The Relative Strength Index (RSI ) is a J. Welles Wilder, Jr. trading tool. The main purpose of the study is to measure the market's strength or weakness. A high RSI, above 70, suggests an overbought or weakening bull market. Conversely, a low RSI, below 30, implies an oversold market or dying bear market. While you can use the RSI as an overbought and oversold indicator, it works best when a failure swing occurs between the RSI and market prices. For example, the market makes new highs after a bull market setback, but the RSI fails to exceed its previous highs.
Another use of the RSI is divergence. Market prices continue to move higher/lower while the RSI fails to move higher/lower during the same time period. Divergence may occur in a few trading intervals, but true divergence usually requires a lengthy time frame, perhaps as much as 20 to 60 trading intervals.

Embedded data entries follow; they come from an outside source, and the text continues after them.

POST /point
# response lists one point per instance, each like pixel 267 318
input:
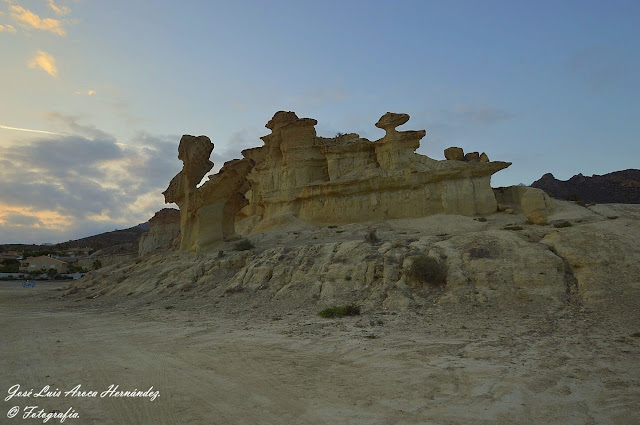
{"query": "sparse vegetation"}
pixel 427 270
pixel 243 245
pixel 340 311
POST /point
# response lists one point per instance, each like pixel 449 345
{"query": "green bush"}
pixel 340 311
pixel 243 245
pixel 427 270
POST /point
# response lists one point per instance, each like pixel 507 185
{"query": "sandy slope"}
pixel 243 367
pixel 535 326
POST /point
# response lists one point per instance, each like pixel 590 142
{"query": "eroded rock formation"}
pixel 164 228
pixel 297 175
pixel 207 213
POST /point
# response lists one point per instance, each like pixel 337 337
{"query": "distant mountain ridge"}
pixel 121 240
pixel 621 187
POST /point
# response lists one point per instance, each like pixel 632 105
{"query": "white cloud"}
pixel 65 187
pixel 89 92
pixel 59 10
pixel 28 19
pixel 44 61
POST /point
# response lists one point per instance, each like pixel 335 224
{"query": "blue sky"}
pixel 110 86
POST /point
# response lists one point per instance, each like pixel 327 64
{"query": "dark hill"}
pixel 621 187
pixel 122 240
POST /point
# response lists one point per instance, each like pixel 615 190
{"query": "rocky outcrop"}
pixel 164 232
pixel 297 175
pixel 207 213
pixel 531 202
pixel 350 179
pixel 617 187
pixel 457 154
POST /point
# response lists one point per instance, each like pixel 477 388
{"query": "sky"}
pixel 95 95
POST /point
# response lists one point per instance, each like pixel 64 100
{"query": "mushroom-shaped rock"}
pixel 454 154
pixel 391 120
pixel 280 119
pixel 472 157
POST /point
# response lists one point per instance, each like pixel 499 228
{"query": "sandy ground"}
pixel 235 364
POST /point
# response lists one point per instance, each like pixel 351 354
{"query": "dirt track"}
pixel 228 366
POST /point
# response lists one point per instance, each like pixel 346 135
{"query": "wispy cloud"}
pixel 28 19
pixel 598 67
pixel 59 10
pixel 29 130
pixel 90 92
pixel 65 187
pixel 46 62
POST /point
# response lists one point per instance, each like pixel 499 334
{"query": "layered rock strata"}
pixel 207 213
pixel 351 179
pixel 164 229
pixel 297 175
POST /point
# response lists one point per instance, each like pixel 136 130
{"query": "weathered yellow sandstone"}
pixel 297 175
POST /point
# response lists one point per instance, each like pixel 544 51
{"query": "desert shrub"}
pixel 562 224
pixel 371 237
pixel 340 311
pixel 427 270
pixel 243 245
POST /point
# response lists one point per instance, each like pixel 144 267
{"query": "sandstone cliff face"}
pixel 164 232
pixel 533 203
pixel 593 262
pixel 297 175
pixel 349 179
pixel 207 213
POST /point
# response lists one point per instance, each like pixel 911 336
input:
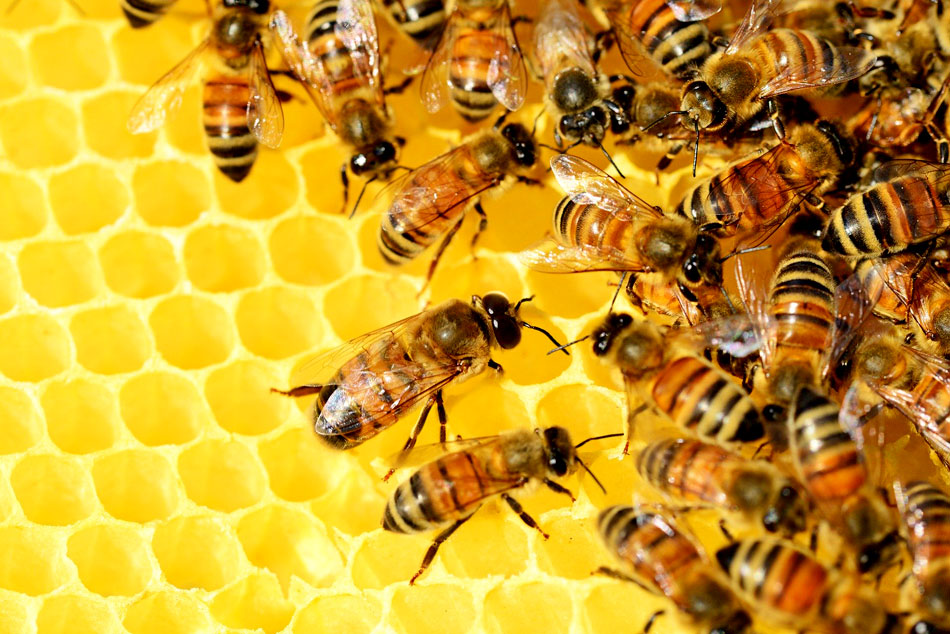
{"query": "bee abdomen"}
pixel 225 121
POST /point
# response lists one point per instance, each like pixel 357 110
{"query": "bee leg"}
pixel 300 390
pixel 527 519
pixel 557 488
pixel 434 547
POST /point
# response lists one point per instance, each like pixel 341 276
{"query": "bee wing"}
pixel 507 75
pixel 356 28
pixel 811 72
pixel 265 117
pixel 308 69
pixel 561 40
pixel 590 185
pixel 165 95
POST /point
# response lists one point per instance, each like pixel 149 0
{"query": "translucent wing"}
pixel 589 185
pixel 165 95
pixel 507 75
pixel 265 117
pixel 813 72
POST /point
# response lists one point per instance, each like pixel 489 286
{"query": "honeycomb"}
pixel 150 483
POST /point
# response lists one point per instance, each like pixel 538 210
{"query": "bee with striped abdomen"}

Selling when the RSI is above 70 or buying when the RSI is below 30 can be an expensive trading system. A move to those levels is a signal that market conditions are ripe for a market top or bottom. But it does not, in itself, indicate a top or a bottom. A failure swing or divergence accompanies the best trading signals.
The RSI exhibits chart formations as well. Common bar chart formations readily appear on the RSI study. They are trendlines, head and shoulders, and double tops and bottoms. In addition, the study can highlight support and resistance zones.
How I employ the RSI
As you just read above, some traders use these oscillators to generate buy and sell signals in markets-—and even as an overall trading system. However, I treat the RSI as just one trading tool in my trading toolbox. I use it in certain situations, but only as a “secondary” tool. I tend to use most computer-generated technical indicators as secondary tools when I am analyzing a market or considering a trade. My “primary” trading tools include chart patterns, fundamental analysis and trend lines.
Oscillators tend not to work well in markets that are in a strong trend. They can show a market at either an overbought or oversold reading, while the market continues to trend strongly. Another example of oscillators not working well is when a market trades into the upper boundary of a congestion area on the chart and then breaks out on the upside of the congestion area. At that point, it’s likely that an oscillator such as the RSI would show the market as being overbought and possibly generate a sell signal—when in fact, the market is just beginning to show its real upside power.
I do look at oscillators when a market has been in a decent trend for a period of time, but not an overly strong trend. I can pretty much tell by looking at a bar chart if a market is “extended” (overbought or oversold), but will employ the RSI to confirm my thinking. I also like to look at the oscillators when a market has been in a longer-term downtrend. If the readings are extreme-—say a reading of 10 or below on the RSI-—that is a good signal the market is well oversold and could be due for at least an upside correction. However, I still would not use an oscillator, under this circumstance, to enter a long-side trade in straight futures, as that would be trying to bottom-pick.
Oscillators are not perfect and are certainly not the “Holy Grail” that some traders continually seek. However, the RSI is a useful tool to employ under certain market conditions.